Further investigation is necessary to fully elucidate the functions of TeSIT1/2 and TeSIT3. However, based on their distinctive transcription patterns, one may be involved in the internal regulation of Si transport, whereas the other may regulate the uptake of Si. This is critical because the timing of Si uptake and incorporation must be closely coordinated, particularly because silica deposition in the cell wall is tightly linked to Si transport and influenced by intracellular components (Thamatrakoln 2006).
CONCLUSION
Thalassiosira eccentrica is prevalent worldwide and is especially common in the coastal areas of South Korea.
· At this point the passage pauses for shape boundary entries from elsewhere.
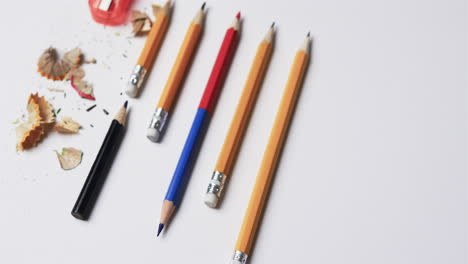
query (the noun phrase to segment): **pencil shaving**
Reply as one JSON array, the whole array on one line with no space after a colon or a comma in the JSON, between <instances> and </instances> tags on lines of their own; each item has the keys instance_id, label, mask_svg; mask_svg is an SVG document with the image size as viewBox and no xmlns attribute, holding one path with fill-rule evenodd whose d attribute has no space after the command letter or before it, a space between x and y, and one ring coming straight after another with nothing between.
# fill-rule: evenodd
<instances>
[{"instance_id":1,"label":"pencil shaving","mask_svg":"<svg viewBox=\"0 0 468 264\"><path fill-rule=\"evenodd\" d=\"M63 80L70 69L70 65L59 59L57 50L52 47L42 53L37 63L37 71L43 77L55 81Z\"/></svg>"},{"instance_id":2,"label":"pencil shaving","mask_svg":"<svg viewBox=\"0 0 468 264\"><path fill-rule=\"evenodd\" d=\"M35 147L55 122L54 109L44 97L31 94L28 98L28 120L16 128L16 149Z\"/></svg>"},{"instance_id":3,"label":"pencil shaving","mask_svg":"<svg viewBox=\"0 0 468 264\"><path fill-rule=\"evenodd\" d=\"M80 128L81 125L71 117L63 117L62 120L57 122L54 126L55 131L64 134L76 134Z\"/></svg>"},{"instance_id":4,"label":"pencil shaving","mask_svg":"<svg viewBox=\"0 0 468 264\"><path fill-rule=\"evenodd\" d=\"M70 67L76 68L81 62L83 54L80 48L74 48L63 55L63 61L65 61Z\"/></svg>"},{"instance_id":5,"label":"pencil shaving","mask_svg":"<svg viewBox=\"0 0 468 264\"><path fill-rule=\"evenodd\" d=\"M66 80L70 80L71 86L83 98L96 100L94 97L93 86L84 79L85 72L82 67L74 68L67 75Z\"/></svg>"},{"instance_id":6,"label":"pencil shaving","mask_svg":"<svg viewBox=\"0 0 468 264\"><path fill-rule=\"evenodd\" d=\"M93 94L93 86L84 80L85 72L82 64L96 63L96 59L83 60L80 48L74 48L59 58L55 48L48 48L39 58L38 72L52 80L69 80L71 86L78 94L89 100L96 100Z\"/></svg>"},{"instance_id":7,"label":"pencil shaving","mask_svg":"<svg viewBox=\"0 0 468 264\"><path fill-rule=\"evenodd\" d=\"M64 170L71 170L80 165L83 152L75 148L62 148L62 153L55 151L60 162L60 167Z\"/></svg>"},{"instance_id":8,"label":"pencil shaving","mask_svg":"<svg viewBox=\"0 0 468 264\"><path fill-rule=\"evenodd\" d=\"M138 10L132 10L130 21L132 22L133 26L132 33L135 36L147 34L153 25L153 22L149 16Z\"/></svg>"},{"instance_id":9,"label":"pencil shaving","mask_svg":"<svg viewBox=\"0 0 468 264\"><path fill-rule=\"evenodd\" d=\"M47 90L51 92L57 92L57 93L64 93L65 91L63 89L58 89L58 88L47 88Z\"/></svg>"}]
</instances>

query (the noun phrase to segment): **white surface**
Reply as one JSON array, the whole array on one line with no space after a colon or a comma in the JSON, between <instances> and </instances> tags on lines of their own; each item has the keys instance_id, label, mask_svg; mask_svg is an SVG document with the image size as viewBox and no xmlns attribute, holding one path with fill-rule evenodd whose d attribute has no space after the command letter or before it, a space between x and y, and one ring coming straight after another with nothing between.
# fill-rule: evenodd
<instances>
[{"instance_id":1,"label":"white surface","mask_svg":"<svg viewBox=\"0 0 468 264\"><path fill-rule=\"evenodd\" d=\"M468 262L468 8L460 1L209 1L202 44L164 141L146 128L198 1L177 1L166 41L89 222L70 210L116 109L143 39L95 24L87 1L7 1L0 20L0 263L228 263L295 50L314 38L309 68L250 263ZM147 7L151 1L139 1ZM156 238L162 199L226 27L242 38L185 200ZM219 210L206 186L258 42L272 20L276 48ZM117 36L116 33L120 33ZM45 80L36 60L81 47L97 104ZM122 54L125 54L125 58ZM67 97L48 87L67 90ZM84 125L16 153L14 125L39 91ZM79 110L78 110L79 108ZM106 116L102 108L111 112ZM94 124L94 128L90 127ZM81 148L62 171L54 149Z\"/></svg>"}]
</instances>

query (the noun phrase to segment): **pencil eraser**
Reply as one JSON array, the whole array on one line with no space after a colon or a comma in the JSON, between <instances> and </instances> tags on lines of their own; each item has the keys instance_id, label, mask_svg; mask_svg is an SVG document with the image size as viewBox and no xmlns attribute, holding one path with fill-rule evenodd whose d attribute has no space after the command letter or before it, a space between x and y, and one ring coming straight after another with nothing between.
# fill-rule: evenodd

However, it has been relatively understudied in biomolecular studies. Our experiments, which involved labeling newly synthesized frustules with a fluorescent probe under nutrient-deprived conditions, revealed that Si was the most potent element for arresting the cell cycle. Furthermore, the two TeSITs appeared to have different functions in Si uptake and utilization, as suggested by their sequence similarities and markedly different transcription levels. Employing genetic manipulation techniques to target these SITs will be the key to defining the specific functions of each TeSIT protein.